Os CONSEGs ( Conselhos Comunitários de Segurança) são formados por voluntários, pessoas do mesmo bairro ou município, que se reúnem para discutir e analisar, planejar e acompanhar a solução de seus problemas comunitários de segurança, desenvolver campanhas educativas e estreitar laços de entendimento e cooperação entre as várias lideranças locais. Cada Conselho é uma entidade de apoio à Polícia Estadual nas relações comunitárias, e se vinculam, por adesão, às diretrizes emanadas da Secretaria de Segurança Pública, por intermédio do Coordenador Estadual para Assuntos dos Conselhos Comunitários de Segurança. As reuniões ordinárias de cada Conselho são mensais, realizadas normalmente no período noturno, em imóveis de uso comunitário, segundo uma agenda definida por período anual.
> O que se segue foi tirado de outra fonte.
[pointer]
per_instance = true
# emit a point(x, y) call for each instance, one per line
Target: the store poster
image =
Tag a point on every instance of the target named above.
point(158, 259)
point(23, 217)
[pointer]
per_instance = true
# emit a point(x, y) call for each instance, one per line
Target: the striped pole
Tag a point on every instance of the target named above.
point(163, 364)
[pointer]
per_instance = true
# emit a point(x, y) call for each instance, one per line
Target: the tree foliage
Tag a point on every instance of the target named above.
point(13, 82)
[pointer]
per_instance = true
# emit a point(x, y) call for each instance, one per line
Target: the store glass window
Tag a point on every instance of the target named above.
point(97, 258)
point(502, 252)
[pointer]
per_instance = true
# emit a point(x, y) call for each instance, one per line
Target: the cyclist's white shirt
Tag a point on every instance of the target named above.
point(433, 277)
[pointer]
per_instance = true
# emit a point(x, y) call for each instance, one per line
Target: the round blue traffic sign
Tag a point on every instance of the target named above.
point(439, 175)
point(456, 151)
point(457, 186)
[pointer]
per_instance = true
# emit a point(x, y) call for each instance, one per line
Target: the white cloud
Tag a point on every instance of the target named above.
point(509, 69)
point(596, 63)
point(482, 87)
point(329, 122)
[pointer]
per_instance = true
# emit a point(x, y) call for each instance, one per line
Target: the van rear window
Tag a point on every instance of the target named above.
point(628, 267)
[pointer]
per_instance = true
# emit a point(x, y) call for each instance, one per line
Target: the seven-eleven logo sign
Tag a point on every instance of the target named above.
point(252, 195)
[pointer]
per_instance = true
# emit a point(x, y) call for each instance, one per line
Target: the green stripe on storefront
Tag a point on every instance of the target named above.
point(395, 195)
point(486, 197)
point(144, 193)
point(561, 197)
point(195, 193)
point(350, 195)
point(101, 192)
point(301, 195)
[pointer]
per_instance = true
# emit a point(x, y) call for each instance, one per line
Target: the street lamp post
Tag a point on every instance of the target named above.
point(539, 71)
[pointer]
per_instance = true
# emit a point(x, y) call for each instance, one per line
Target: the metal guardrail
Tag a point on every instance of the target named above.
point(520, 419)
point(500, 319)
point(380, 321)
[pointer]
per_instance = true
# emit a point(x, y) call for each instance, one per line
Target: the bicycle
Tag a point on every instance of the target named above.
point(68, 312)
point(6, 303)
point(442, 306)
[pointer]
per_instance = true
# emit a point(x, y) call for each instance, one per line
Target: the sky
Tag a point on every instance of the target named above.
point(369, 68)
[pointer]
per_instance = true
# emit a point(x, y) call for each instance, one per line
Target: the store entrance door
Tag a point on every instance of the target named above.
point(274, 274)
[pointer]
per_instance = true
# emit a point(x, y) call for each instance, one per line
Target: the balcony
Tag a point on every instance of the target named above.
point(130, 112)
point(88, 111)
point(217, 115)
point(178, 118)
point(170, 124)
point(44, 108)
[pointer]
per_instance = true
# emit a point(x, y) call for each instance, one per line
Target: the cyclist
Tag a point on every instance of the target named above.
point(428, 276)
A Secretaria de Segurança Pública tem como representantes, em cada CONSEG, o Comandante da Polícia Militar da área e o Delegado de Polícia Titular do correspondente Distrito Policial. Sua legitimidade tem sido reconhecida pelas várias esferas de Governo e por institutos independentes, o que permite afirmar que os CONSEGs representam, hoje, a mais ampla, sólida, duradoura e bem sucedida iniciativa de Polícia orientada para a comunidade em curso no Brasil.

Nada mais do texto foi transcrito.